Dr. Martin Luther King Jr.’s Legacy in 2024
Fifty-six years ago today, Rev. Dr. Martin Luther King, Jr. was assassinated in Memphis, Tennessee.
He spent his 39 years of life organizing everyday people to demand a better United States. Whether he was fighting for equitable opportunities for Black Americans, voting rights, or economic justice, Dr. King was a tremendous leader of his time.
But a leader is only as strong as the people they organize, the movement they build, and the collective vision they create. So today, I’m thinking about the 80 year old Black woman who came to our phonebank at the public library every Thursday in Greenville, NC during the 2016 election.
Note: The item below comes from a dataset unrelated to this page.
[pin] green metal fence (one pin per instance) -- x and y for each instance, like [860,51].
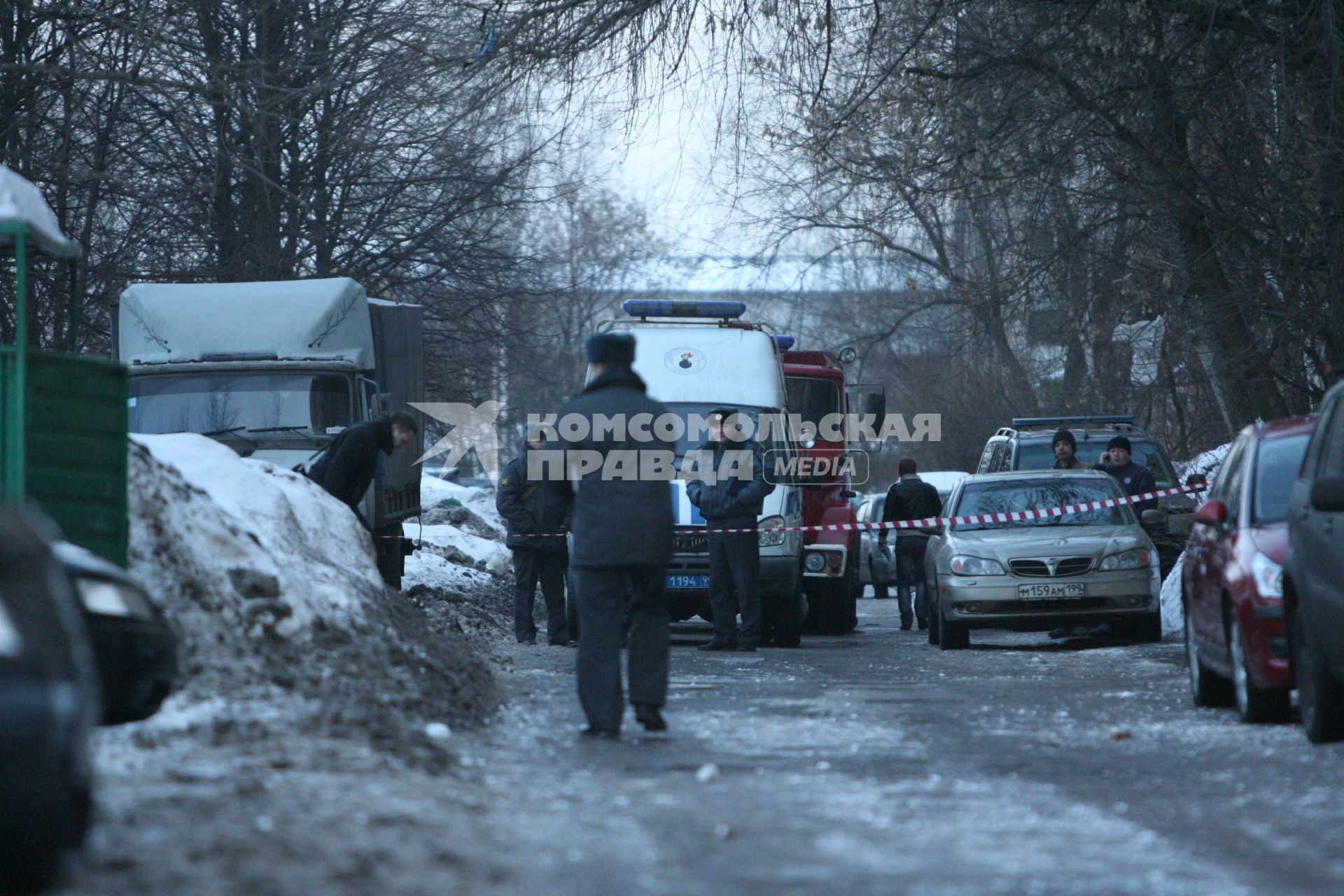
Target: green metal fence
[64,426]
She always wore a color-coordinated outfit and would stay for an hour, calling as many numbers as she could. In a sweet but firm voice, she would get a plan to vote out of every single person she talked to because, as she liked to remind folks, people died for this.
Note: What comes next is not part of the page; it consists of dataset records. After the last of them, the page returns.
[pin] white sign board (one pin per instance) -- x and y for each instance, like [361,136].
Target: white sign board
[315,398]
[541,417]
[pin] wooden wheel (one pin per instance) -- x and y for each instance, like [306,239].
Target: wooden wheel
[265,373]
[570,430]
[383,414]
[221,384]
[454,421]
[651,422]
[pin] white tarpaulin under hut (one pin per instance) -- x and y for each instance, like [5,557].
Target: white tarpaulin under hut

The legacy of Rev. Dr. Martin Luther King, Jr. is one of a struggle unfinished—a struggle that thousands of everyday people put their lives on the line for. Just like Dr. King didn’t do his work alone, it’s going to take all of us to make a more inclusive democracy a reality.
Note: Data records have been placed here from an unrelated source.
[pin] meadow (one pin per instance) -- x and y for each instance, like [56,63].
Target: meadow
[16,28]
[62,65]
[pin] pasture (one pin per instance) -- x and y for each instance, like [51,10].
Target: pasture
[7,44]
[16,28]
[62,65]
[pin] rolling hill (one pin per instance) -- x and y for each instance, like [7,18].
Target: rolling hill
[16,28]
It’s important to remember this today more than ever. It is our collective action that will create the change we need.
The battles we are facing today for our democracy and our freedoms are eerily similar to the battles fought 70 years ago—with a few modern twists thrown in.
We’re still fighting for federal voting protections while dealing with states increasingly passing voter suppression laws. We’re seeing conservative-controlled campaigns to undermine direct democracy and underhanded tactics to dilute the power of voters. All the while, the MAGA frontman himself—Donald Trump—is under federal indictment for attempting to overturn the 2020 election results while running to be president…again.
Democracy itself is on the ballot this year, and we can’t afford to leave it undefended.
Dr. King said, “So long as I do not firmly and irrevocably possess the right to vote, I do not possess myself. I cannot make up my mind—it is made up for me. I cannot live as a democratic citizen, observing the laws I have helped to enact—I can only submit to the edict of others.”